Par un mémoire en défense, enregistré le 9 août 2017, la chambre de commerce et d'industrie de la région Auvergne-Rhône-Alpes, venant aux droits de la chambre de commerce et d'industrie de la région Auvergne, et la chambre de commerce et d'industrie du Puy-de-Dôme, représentées par la Selas Jacques Barthélémy et associés, avocats, concluent à la mise hors de cause de la chambre de commerce et d'industrie de la région Auvergne-Rhône-Alpes, au rejet de la requête et à ce que la somme de 2 000 euros soit mise à la charge de Mme B... en application de l'article L. 761-1 du code de justice administrative.

Elles soutiennent que :

- la chambre de commerce et d'industrie de la région Auvergne-Rhône-Alpes n'ayant jamais été l'employeur de Mme B..., elle doit être mise hors de cause ;

- les moyens soulevés par la requérante ne sont pas fondés ;

- dans l'hypothèse où la signature du contrat de travail de droit privé serait considérée comme matérialisant une mesure illégale d'éviction de Mme B..., les préjudices prétendument subis par cette dernière ne sont par directs, réels et certains.

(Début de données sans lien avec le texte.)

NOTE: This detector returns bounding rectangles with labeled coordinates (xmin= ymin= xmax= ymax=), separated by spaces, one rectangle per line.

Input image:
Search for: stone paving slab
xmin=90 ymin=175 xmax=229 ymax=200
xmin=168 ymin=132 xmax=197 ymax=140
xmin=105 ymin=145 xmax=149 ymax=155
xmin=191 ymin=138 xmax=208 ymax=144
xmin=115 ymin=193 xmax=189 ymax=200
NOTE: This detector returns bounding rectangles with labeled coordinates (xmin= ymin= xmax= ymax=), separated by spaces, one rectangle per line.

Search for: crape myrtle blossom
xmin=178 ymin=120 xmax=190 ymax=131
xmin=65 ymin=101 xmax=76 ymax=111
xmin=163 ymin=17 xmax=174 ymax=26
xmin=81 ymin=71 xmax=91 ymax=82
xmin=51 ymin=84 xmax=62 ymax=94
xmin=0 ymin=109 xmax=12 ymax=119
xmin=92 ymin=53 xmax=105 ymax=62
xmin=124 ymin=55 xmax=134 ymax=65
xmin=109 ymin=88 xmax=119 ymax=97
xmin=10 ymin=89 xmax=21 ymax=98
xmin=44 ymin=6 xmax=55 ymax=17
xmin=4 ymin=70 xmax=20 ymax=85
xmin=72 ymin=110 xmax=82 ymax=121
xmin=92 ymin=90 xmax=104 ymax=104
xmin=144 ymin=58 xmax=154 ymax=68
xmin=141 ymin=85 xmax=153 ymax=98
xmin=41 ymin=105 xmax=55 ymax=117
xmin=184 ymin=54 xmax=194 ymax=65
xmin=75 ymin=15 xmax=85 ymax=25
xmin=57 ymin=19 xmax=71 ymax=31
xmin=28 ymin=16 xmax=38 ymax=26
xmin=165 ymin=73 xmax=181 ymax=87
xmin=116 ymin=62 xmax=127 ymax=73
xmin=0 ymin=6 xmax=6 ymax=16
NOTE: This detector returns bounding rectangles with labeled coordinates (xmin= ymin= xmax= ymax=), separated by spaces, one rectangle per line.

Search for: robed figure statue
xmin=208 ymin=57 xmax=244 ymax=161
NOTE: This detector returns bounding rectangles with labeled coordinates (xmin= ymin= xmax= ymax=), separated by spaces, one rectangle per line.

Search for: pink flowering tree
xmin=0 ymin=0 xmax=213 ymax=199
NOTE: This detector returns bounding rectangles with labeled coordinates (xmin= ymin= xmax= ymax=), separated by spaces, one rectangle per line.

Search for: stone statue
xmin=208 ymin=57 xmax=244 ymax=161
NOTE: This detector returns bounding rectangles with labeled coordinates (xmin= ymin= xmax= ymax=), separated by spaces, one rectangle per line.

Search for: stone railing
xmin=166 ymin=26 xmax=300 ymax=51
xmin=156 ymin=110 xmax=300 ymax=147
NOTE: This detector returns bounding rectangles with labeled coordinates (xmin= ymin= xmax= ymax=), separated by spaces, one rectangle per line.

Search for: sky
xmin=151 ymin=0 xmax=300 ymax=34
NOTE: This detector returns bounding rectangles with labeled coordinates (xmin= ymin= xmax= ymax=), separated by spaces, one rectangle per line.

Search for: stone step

Vu les autres pièces du dossier ;

Vu :

- la loi n° 52-1311 du 10 décembre 1952 ;

- l'arrêté du 25 juillet 1997 relatif au statut du personnel de l'assemblée des chambres françaises de commerce et d'industrie, des chambres régionales de commerce et d'industrie, des chambres de commerce et d'industrie et des groupements interconsulaires ;

- le code du travail ;

- le code de justice administrative ;

Les parties ayant été régulièrement averties du jour de l'audience ;

Après avoir entendu au cours de l'audience publique :

- le rapport de Mme Dèche, rapporteur,

- les conclusions de M. Laval, rapporteur public,

- les observations de Me Gras, avocat, représentant Mme B...et de Me Lapalus, avocat, représentant la chambre de commerce et d'industrie de la région Auvergne-Rhône-Alpes ;

Une note en délibéré, présentée pour MmeB..., a été enregistrée le 20 décembre 2018.

Considérant ce qui suit :

1. Mme B... a été recrutée par la chambre de commerce et d'industrie du Puy-de-Dôme en 2001, puis est devenue chargée de mission en 2008. En 2012, la chambre de commerce et d'industrie du Puy-de-Dôme a adhéré à l'association " France Business School " (FBS), regroupant plusieurs écoles de management dont l'ESC Clermont, dont le personnel a été transféré à l'association FBS à compter du 1er janvier 2013. Le 20 décembre 2012, Mme B... a conclu un contrat de travail à durée indéterminée avec l'association FBS, en qualité de responsable métier à compter du 1er janvier 2013. L'association FBS, ayant connu des difficultés financières, a été dissoute et a fait l'objet d'une liquidation amiable par délibération du 8 juin 2015. Le 15 décembre 2015, Mme B... a été licenciée pour motif économique. Mme B... relève appel du jugement du 30 mars 2017 par lequel le tribunal administratif de Clermont-Ferrand a rejeté sa demande tendant à la condamnation solidaire de la chambre de commerce et d'industrie de la région Auvergne et de la chambre de commerce et d'industrie du Puy-de-Dôme à lui verser diverses sommes en réparation des préjudices résultant de leur comportement fautif et de l'irrégularité de son transfert à l'association FBS.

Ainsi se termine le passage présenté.